In 2017, The Vaccine Reaction presented the first TVR Golden Fleece award for the “strangest vaccine in the pipeline” to the so-called “Flab Jab” vaccine—a proposed vaccine for obesity, aimed
at suppressing growth hormones that boost metabolism, thus, theoretically, resulting in weight loss. It was the idea for a vaccine that most caused us to pause and metaphorically ask the question, “Are they serious?”1
As the word vaccine has increasingly become synonymous with the words medication or medicine, the possibilities for coming up with new vaccines for any disease, illness, or disorder imaginable have grown limitless. Vaccines have been proposed for everything from acne, high cholesterol and cocaine addiction to stress, high blood pressure, bad breath and, yes…. even obesity.1 2 3 4 5 6 7 8
Vaccines were traditionally developed to prevent infectious disease. But that paradigm has changed, as vaccines are increasingly being developed for use as a therapeutic treatments like antibiotics and other drugs. The pharmaceutical industry has  cleverly invented the idea of therapeutic vaccines. So now, if you have a health condition—regardless of how mild or harmless—there is probably a company or laboratory somewhere in the world developing or envisioning a vaccine for it. It is an innovative business strategy with seemingly endless potential for sales revenue.1
In examining a number of top candidates for the 2018 TVR Golden Fleece award, we strongly considered a vaccine for the common cold proposed by Martin Moore, PhD at Emory University in Atlanta, Georgia. After all, according to the Immunity Education Group:
Catching colds is necessary because it makes a child’s immune system stronger so it can fight severe infections and serious diseases like cancer, and prevent allergic disorders like asthma and eczema. So why would a university professor think it’s a good idea to develop a vaccine for children against the common cold?9 10
We looked carefully at a vaccine for alcoholism under development by scientists at the University of Chile in Santiago.11 12 We also considered a program to develop a “behavioral vaccine” for teen depression by a research team at the University of Illinois Medical Center in Chicago. Lastly, we reviewed an effort to develop a vaccine to cure pedophilia undertaken by researchers at the Karolinska Institute in Stockholm, Sweden.13 14
Each of these ideas for “vaccines” struck us as odd and not at all what smallpox and other vaccines were designed to do, namely to prevent pathogenic viral and bacterial diseases from being transmitted from person to person. The concept of a vaccine has become corrupted and, thus, meaningless. This is why there are now people who wonder why there can’t be “vaccines for everything.”
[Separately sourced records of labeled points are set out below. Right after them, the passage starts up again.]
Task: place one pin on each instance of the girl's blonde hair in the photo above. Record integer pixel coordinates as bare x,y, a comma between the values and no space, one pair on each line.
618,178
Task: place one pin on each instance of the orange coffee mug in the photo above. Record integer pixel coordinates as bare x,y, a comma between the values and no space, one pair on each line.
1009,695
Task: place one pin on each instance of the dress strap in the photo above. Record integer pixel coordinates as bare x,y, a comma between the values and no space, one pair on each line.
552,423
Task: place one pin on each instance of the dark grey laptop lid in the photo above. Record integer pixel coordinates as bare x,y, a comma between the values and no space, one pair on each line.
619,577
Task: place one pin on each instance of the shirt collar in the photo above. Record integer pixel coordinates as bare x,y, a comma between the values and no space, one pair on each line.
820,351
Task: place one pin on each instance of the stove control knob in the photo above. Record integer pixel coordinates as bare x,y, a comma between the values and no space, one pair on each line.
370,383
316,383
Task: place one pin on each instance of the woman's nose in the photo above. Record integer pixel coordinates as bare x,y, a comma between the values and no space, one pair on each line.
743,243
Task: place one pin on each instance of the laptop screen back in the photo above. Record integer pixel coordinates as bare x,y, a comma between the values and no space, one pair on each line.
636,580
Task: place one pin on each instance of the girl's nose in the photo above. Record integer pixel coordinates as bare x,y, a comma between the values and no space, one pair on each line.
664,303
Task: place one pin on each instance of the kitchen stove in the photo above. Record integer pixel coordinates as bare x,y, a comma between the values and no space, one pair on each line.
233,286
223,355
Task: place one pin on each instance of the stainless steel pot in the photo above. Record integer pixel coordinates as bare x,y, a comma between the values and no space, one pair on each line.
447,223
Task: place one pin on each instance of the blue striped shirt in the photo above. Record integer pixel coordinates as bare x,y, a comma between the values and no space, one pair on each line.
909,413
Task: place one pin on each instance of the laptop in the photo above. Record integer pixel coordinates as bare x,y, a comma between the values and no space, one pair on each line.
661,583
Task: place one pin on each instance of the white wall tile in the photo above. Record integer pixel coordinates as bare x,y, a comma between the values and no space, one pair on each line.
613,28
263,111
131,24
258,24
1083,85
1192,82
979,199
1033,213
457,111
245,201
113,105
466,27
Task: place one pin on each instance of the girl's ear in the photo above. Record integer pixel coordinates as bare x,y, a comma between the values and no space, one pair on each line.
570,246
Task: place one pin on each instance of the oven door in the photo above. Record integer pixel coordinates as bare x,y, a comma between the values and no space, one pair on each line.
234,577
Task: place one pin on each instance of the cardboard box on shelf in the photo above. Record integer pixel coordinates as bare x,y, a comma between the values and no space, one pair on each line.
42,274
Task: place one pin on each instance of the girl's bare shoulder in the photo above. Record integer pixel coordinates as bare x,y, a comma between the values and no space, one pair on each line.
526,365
In fact, that is the title of a recent article in The New York Times by Donald G. McNeil Jr.: “Why Don’t We Have Vaccines Against Everything?”15
In his article, McNeil listed more than a dozen diseases for which there are no vaccines. He said that in a “rational world” the amount of money spent on vaccine research would “rival that on defense research.” The U.S. Department of Defense (DoD) spends more than $75 billion a year on research and development (R&D). It takes about $100 million a year to develop a vaccine over a 10-year period.15 16 17
McNeil noted that there are two obstacles to faster progress in the development of new vaccines. He quoted vaccinologist Gregory Poland, MD of the Mayo Clinic in Rochester, Minnesota who said, “One is scientific, and one is embarrassing.” The “embarrassing part,” wrote McNeil, is the “lack of investment.”15 
With the kind of funding McNeil is advocating, the pharmaceutical industry would be able to develop at least 750 new vaccines by 2028. Essentially, McNeil is suggesting that vaccines can be the cure to anything that ails, bothers or even mildly annoys us, and that the only limit to the number and type of vaccines that could be developed lies in our ability to imagine applications for them.
In McNeil’s view, there can never be too much of a good thing. In this case, there can never be too many vaccines.
No such thing as over-vaccination? Ever? We find that hard to believe. We think it’s a numbskull idea, and that is why we choose the “A Vaccine for Everything” proposal as the winner of our 2018 TVR Golden Fleece award.